Download or read book The House of the Burgesses written by Michael Burgess and published by Wildside Press LLC. This book was released on 2009-01-19 with total page 732 pages. Available in PDF, EPUB and Kindle. Book excerpt: A facsimile reprint of the Second Edition (1994) of this genealogical guide to 25,000 descendants of William Burgess of Richmond (later King George) County, Virginia, and his only known son, Edward Burgess of Stafford (later King George) County, Virginia. Complete with illustrations, photos, comprehensive given and surname indexes, and historical introduction.

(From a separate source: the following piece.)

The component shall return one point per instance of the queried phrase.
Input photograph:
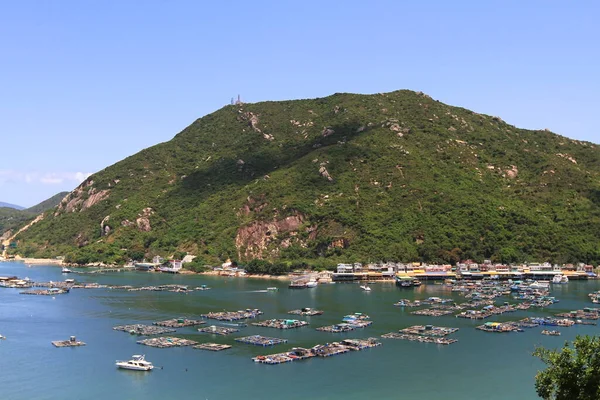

Download or read book Home by Morning written by Kaki Warner and published by Penguin. This book was released on 2015-07-07 with total page 338 pages. Available in PDF, EPUB and Kindle. Book excerpt: The award-winning author of Where the Horses Run makes her eagerly anticipated return to Heartbreak Creek for the final book in a trilogy of soul-stirring historical romance. Thomas Redstone—a former Cheyenne warrior seeking new purpose by following the ways of his white grandfather—is returning to Heartbreak Creek, Colorado, when he decides to give the woman he loves one last chance to accept him into her life. Prudence Lincoln’s beauty and education have brought her little joy. Envied by blacks for the advantages she’s had, and reviled by whites for her mixed blood, she’s proving herself by helping ex-slaves prepare for newfound freedom. Thomas has no place in her future, no matter how much she loves him. He’s suffered only hardship. She was raised in privilege. Their only common ground is the spark between them that won’t die. Yet even as evil forces tear them apart again, they discover that courage can be a weapon, happiness is a choice, and love can triumph over anything.